GET / controllers.HomeController.index
GET /clients/:id controllers.Clients.show(id: Long)
GET /files/*name controllers.Application.download(name)
1番目の設定はhttp://localhost:9000直下のリクエストを、HomeControllerに定義されている関数であるindexにルーティングする設定です。2番目の設定は、Clientsに定義されている関数であるshowにルーティングするとともに、関数の引数にidを割り当てます。最後の設定はワイルドカードを使ったパターンで、立てばファイル名などimages/log.pngなどにもマッチします。他にも正規表現を使った柔軟なマッチングが可能です。この辺は公式ドキュメントが詳しいです。
コントローラ
ルーティングで定義されたコントローラはControllerを拡張したクラスになります。app/controllers以下に設置します。ControllerはAbstractControllerを拡張したクラスで、前の@Injectアノテーションも必須です。Play2.6以降に仕様が変わったようです。Action型を返す関数を定義する必要がありますが、testの中のOkという関数は実際にはplay.api.mvc.Resultを返します。Okはシンタックスシュガーなので、Resultをnewして返り値とすることも可能です。
package controllers
import play.api._
import play.api.mvc._
class TestContoller @Inject() (cc: ControllerComponents) extends AbstractController(cc) {
def test(String name) = Action {
Ok("Hello " + name + "!");
}
}
同じく、conf.routesに以下を追記します。localhost:9000/test/bobなどとすると、ブラウザにHello bob!と表示されます。
GET /test/:name controllers.TestContoller.test(name:String)
Viewの定義
PlayではTwirlというASP.NETのRazorにインスパイアされたテンプレートエンジンを使うのが一般的のようです。ファイルはapp/views以下に配置されます。@マークを使って、ダイナミックに値を埋め込む記法をとります。公式ドキュメントはこちら。

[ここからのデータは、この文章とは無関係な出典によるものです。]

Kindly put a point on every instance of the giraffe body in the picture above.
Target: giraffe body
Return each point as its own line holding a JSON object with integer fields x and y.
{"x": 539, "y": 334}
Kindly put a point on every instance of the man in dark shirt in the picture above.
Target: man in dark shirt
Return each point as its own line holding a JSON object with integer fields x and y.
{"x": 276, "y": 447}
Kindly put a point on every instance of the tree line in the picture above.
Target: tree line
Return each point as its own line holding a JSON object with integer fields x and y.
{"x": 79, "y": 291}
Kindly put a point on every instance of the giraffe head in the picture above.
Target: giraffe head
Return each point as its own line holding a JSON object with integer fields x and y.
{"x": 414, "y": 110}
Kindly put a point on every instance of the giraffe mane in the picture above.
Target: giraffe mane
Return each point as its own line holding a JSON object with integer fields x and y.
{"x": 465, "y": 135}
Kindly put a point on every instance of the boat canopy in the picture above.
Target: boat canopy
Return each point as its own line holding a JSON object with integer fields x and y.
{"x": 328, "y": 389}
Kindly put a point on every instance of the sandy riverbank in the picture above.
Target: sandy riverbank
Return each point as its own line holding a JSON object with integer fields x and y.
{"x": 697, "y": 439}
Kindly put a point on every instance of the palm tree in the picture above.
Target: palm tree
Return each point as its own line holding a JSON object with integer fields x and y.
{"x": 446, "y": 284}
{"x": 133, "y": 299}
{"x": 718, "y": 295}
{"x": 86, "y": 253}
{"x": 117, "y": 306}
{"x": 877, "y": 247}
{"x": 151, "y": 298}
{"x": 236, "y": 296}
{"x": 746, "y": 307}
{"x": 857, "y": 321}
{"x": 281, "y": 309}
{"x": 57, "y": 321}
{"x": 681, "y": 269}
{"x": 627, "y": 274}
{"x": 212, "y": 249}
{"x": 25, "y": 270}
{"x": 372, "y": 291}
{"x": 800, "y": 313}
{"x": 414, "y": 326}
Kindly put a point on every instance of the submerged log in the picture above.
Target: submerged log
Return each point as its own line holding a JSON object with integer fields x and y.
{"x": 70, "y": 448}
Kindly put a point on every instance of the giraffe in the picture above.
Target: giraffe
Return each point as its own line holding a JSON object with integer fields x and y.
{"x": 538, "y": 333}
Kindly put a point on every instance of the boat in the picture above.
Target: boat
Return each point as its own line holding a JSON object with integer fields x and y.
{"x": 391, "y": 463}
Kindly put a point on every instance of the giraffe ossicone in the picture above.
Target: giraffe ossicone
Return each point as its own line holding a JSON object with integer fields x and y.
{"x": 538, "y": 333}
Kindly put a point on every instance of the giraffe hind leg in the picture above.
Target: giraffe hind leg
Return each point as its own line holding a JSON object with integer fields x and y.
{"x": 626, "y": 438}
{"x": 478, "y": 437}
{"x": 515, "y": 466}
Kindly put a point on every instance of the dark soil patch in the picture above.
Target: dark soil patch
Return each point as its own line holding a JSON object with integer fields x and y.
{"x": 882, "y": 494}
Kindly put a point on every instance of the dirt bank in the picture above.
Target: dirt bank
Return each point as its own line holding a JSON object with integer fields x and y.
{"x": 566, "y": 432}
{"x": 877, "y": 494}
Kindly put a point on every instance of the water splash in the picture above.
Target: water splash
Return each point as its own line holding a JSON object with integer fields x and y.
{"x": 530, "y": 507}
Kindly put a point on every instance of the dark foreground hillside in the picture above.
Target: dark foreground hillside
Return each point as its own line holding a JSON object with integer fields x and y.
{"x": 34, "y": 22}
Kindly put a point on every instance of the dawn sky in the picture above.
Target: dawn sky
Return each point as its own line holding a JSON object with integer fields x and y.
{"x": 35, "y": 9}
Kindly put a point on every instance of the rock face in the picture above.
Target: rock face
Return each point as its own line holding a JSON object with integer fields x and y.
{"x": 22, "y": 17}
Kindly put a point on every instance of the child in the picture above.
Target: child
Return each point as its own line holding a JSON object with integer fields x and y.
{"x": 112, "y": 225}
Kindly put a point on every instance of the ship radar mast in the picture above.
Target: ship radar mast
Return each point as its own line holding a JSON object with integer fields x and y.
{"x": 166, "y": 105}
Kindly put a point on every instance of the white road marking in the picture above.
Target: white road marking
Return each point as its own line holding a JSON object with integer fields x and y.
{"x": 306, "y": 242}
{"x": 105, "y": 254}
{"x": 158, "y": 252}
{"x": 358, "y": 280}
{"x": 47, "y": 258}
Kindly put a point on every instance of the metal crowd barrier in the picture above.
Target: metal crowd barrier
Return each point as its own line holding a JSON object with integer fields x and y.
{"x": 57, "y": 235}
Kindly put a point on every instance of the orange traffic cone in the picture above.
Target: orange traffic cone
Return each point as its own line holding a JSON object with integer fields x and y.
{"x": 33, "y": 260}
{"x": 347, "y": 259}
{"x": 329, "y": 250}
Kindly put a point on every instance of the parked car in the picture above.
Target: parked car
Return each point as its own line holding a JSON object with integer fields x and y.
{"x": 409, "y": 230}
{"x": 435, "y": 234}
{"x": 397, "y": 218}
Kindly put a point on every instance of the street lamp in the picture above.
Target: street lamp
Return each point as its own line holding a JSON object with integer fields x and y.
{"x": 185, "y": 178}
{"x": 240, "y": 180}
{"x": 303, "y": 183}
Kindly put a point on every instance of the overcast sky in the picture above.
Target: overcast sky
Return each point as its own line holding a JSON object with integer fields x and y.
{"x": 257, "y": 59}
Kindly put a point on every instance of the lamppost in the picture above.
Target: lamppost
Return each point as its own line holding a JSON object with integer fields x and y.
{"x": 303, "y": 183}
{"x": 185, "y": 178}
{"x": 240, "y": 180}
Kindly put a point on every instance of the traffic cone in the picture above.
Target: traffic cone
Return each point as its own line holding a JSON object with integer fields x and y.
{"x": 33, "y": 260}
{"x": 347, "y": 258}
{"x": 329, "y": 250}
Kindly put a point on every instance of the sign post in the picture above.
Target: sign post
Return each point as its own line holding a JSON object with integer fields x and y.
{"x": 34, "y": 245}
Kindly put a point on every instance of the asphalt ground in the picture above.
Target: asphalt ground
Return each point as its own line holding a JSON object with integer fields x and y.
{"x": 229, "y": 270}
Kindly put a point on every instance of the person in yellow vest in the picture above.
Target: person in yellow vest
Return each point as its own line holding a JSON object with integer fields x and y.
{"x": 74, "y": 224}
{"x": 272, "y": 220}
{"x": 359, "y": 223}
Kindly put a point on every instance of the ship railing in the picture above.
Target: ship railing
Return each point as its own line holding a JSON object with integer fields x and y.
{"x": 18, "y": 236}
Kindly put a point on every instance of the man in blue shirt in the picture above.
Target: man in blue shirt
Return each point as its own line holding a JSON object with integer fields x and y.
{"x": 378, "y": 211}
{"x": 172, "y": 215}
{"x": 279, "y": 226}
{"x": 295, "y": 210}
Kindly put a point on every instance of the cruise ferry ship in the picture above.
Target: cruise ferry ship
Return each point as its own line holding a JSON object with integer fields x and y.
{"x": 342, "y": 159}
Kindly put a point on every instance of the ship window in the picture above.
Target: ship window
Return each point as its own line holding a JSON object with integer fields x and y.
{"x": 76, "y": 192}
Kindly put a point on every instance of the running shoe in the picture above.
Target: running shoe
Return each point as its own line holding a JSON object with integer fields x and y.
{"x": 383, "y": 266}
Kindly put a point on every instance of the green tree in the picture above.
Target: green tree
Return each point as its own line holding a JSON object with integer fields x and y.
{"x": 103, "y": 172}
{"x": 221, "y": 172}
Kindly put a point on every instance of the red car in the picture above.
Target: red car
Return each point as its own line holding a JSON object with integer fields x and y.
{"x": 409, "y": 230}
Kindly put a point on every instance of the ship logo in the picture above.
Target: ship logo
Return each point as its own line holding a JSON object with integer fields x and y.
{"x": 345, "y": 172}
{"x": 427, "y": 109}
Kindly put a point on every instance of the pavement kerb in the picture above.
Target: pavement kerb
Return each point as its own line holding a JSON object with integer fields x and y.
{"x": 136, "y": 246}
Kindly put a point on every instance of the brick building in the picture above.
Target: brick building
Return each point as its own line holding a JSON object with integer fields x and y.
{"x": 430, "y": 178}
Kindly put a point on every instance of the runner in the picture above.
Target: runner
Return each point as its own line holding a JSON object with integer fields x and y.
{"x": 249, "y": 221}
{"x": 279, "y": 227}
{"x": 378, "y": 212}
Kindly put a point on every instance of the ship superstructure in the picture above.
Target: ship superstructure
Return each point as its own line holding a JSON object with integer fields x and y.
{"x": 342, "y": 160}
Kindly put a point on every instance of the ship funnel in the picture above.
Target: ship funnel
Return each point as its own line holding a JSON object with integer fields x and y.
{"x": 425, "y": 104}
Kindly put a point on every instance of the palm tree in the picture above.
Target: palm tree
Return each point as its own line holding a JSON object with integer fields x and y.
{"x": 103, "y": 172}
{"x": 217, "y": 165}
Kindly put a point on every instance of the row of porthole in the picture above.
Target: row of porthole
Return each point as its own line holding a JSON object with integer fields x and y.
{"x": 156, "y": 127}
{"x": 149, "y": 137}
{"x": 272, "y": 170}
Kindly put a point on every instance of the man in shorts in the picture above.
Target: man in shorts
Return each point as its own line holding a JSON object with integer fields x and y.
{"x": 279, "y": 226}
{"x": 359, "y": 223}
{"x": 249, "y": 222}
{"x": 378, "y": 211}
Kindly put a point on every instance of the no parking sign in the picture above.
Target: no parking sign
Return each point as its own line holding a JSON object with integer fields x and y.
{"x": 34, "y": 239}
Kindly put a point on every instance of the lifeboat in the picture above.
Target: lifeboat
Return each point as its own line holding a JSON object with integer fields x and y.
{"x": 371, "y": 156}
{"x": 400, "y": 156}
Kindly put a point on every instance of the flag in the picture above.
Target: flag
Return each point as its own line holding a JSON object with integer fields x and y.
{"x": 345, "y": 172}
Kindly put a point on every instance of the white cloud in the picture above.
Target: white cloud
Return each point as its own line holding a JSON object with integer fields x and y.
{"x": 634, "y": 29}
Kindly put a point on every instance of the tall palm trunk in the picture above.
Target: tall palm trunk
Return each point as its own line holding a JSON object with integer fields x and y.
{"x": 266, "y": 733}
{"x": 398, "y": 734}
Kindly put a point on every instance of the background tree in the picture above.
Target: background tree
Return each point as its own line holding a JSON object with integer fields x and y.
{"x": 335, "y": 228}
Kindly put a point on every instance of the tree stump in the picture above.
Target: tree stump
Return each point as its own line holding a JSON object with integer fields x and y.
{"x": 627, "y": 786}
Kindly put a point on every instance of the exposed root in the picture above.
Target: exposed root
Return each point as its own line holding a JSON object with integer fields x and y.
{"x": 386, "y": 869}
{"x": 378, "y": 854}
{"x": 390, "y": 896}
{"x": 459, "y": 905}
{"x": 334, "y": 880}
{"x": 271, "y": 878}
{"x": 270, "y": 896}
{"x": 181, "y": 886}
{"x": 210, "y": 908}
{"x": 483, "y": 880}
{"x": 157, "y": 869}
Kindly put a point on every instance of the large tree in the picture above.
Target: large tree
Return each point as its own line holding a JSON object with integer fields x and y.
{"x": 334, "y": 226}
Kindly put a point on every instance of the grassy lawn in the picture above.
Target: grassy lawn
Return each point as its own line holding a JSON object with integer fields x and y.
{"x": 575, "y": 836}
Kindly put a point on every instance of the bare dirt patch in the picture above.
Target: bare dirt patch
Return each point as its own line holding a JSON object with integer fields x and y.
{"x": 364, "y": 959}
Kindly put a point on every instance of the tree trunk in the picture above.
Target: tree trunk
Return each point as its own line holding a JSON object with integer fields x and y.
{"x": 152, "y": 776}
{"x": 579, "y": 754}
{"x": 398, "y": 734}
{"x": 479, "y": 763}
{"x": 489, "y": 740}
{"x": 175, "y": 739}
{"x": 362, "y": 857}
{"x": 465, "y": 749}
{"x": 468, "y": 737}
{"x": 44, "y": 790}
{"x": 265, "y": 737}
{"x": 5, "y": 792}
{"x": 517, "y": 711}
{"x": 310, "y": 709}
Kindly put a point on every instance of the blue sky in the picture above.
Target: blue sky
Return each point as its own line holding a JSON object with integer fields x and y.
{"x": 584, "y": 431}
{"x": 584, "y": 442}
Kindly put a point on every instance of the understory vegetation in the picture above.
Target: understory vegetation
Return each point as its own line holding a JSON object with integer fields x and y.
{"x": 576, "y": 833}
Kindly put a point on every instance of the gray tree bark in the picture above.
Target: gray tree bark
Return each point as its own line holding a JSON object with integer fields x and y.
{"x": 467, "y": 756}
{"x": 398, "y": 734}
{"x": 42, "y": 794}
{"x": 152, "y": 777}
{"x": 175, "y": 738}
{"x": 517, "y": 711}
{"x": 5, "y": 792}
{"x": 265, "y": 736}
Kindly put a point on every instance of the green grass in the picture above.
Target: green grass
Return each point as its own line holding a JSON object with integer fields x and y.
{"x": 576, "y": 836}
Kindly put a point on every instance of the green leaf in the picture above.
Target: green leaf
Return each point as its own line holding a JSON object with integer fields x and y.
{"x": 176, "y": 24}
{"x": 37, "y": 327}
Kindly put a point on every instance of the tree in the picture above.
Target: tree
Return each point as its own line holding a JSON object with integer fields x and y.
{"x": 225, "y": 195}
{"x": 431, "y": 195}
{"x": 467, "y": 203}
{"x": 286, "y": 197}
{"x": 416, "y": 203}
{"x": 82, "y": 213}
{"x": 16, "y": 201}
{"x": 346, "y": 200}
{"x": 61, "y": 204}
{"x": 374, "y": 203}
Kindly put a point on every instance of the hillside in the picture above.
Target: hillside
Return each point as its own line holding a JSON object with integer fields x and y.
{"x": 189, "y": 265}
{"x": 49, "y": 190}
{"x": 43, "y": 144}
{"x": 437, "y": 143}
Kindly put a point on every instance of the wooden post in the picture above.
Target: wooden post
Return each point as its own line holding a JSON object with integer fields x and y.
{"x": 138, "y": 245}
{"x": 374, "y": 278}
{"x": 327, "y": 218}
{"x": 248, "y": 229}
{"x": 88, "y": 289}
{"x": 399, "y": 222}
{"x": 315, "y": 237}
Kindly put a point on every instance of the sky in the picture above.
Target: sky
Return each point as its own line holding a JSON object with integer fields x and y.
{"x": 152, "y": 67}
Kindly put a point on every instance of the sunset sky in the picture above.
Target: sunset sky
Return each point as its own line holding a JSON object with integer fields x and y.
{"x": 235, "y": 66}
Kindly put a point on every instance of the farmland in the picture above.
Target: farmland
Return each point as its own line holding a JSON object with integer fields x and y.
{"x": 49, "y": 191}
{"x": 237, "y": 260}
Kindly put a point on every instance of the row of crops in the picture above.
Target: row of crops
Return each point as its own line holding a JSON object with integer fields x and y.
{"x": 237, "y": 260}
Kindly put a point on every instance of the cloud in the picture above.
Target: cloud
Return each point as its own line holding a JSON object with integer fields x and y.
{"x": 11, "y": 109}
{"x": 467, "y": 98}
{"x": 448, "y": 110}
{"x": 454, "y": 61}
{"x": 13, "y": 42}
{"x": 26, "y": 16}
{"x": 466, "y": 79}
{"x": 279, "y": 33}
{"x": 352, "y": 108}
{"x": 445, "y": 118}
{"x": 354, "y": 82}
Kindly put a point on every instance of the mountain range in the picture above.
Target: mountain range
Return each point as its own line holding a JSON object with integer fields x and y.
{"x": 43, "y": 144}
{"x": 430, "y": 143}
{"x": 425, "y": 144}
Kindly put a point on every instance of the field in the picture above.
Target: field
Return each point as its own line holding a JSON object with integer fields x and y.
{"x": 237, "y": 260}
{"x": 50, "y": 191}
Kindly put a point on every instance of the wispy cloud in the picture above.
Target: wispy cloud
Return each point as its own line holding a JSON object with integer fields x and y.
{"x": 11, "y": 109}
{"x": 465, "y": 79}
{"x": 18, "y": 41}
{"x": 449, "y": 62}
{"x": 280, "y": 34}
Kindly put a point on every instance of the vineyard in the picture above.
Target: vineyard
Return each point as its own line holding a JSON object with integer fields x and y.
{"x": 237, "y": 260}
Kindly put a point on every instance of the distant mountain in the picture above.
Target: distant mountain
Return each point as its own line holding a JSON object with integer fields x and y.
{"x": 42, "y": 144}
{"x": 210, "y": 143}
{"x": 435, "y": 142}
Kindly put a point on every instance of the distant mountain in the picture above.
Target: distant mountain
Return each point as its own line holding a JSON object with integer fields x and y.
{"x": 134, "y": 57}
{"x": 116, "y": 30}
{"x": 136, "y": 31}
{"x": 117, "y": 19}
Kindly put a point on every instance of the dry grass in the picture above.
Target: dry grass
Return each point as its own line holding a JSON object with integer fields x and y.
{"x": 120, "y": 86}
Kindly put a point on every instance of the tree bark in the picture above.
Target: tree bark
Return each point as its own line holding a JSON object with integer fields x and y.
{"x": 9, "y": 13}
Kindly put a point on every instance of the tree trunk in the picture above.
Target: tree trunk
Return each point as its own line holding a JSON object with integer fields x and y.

先ほどのTestControllerを少し変えて、テンプレートエンジンを使うようにしてみます。
package controllers
import play.api._
import play.api.mvc._
class TestContoller @Inject() (cc: ControllerComponents) extends AbstractController(cc) {
def test(String name) = Action {
Ok(views.html.test("Hello " + name + "!");
}
}
app以下にtest.scala.htmlというファイルを用意します。ここに上記から呼び出されるViewsを定義しています。結果は先ほどとまったく同じですが、複数の引数を取って、scalaの構文でlist要素を列挙するといったことは簡単にできます。
@(message: String)
<!DOCTYPE html>
<html lang="ja">
<head>
<title>Test</title>
</head>
<body>
@message
</body>
</html>
おわりに
SpringやJavaEEなどに比べるとPlayが簡易で柔軟なフレームワークであることは、よく理解できます。まだまだ枯れておらず、仕様が細かいところで結構変わっているようなので、最新の公式ドキュメントを追わないといけないのが、ハードルが高くなっている気もしますが、一度覚えてしまえばよっぽど容易かなと感じる次第。次はLagomにも挑戦してみます。